Stefan White, David Fredman*, Susanna Potter*, Evan Eichler#, Johan den Dunnen, Anthony Brookes*
Human and Clinical Genetics, Leiden University Medical Center, Leiden;
*Center for Genomics and Bioinformatics, Karolinska Institute, Stockholm,
Sweden; #Department of Genetics, Case Western Reserve University, 10900 Euclid Avenue, Cleveland, Ohio
44106, USA.
There is uncertainty about the true nature of predicted SNPs in segmental duplications
(duplicons) and whether these markers genuinely exist at increased density as indicated in public databases.
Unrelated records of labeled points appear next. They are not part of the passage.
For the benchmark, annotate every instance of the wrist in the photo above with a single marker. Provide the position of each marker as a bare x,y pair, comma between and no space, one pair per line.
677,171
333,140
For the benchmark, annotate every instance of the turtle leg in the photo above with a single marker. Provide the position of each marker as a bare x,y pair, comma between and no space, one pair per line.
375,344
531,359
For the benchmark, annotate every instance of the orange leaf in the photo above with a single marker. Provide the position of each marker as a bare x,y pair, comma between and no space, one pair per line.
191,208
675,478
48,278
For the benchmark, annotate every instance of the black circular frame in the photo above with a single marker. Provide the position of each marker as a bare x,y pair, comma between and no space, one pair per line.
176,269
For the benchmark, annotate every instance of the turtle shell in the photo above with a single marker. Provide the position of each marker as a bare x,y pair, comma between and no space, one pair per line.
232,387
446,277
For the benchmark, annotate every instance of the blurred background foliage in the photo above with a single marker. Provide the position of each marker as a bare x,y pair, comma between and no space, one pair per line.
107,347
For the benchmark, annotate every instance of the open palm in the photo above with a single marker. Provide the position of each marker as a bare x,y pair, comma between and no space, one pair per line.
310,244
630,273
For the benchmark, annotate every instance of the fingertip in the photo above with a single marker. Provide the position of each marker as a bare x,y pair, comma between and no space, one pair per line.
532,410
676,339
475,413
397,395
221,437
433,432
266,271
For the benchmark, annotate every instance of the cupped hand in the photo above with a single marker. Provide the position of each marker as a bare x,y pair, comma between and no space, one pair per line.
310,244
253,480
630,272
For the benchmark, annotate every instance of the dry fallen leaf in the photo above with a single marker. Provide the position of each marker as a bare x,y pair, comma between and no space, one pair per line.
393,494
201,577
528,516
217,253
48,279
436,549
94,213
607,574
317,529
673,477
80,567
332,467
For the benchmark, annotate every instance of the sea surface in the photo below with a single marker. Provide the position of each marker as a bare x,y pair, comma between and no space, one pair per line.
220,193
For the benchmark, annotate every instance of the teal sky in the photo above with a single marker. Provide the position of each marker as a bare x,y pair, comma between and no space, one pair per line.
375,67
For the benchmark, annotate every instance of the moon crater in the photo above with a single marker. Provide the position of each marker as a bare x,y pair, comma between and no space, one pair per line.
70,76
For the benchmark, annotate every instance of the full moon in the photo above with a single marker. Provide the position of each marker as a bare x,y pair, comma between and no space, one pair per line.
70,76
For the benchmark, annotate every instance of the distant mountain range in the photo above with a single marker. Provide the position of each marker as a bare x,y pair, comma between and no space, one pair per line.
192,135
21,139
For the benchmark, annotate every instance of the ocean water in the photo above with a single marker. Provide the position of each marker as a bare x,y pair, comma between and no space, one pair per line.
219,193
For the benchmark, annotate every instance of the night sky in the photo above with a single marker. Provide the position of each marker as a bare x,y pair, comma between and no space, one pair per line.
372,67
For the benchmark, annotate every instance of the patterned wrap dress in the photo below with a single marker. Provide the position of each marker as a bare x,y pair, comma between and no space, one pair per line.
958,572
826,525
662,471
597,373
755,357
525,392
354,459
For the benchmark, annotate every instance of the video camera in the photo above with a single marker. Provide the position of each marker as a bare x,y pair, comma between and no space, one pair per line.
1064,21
We explored these issues
by genotyping 157 predicted SNPs in duplicons and control regions in normal diploid genomes and fully homozygous complete hydatidiform moles. Our data
identified many true SNPs in duplicon regions and few paralogous sequence variants. Twenty-eight percent of the polymorphic duplicon sequences we
tested involved multisite variation, a new type of polymorphism representing the sum of the signals from many individual duplicon copies that vary in
sequence content due to duplication, deletion or gene conversion. Multisite variations can masquarade as normal SNPs when genotyped. Given that
duplicons comprise at least 5% of the genome and many are yet to be annotated in the genome draft, effective strategies to identify multisite
variation must be established and deployed.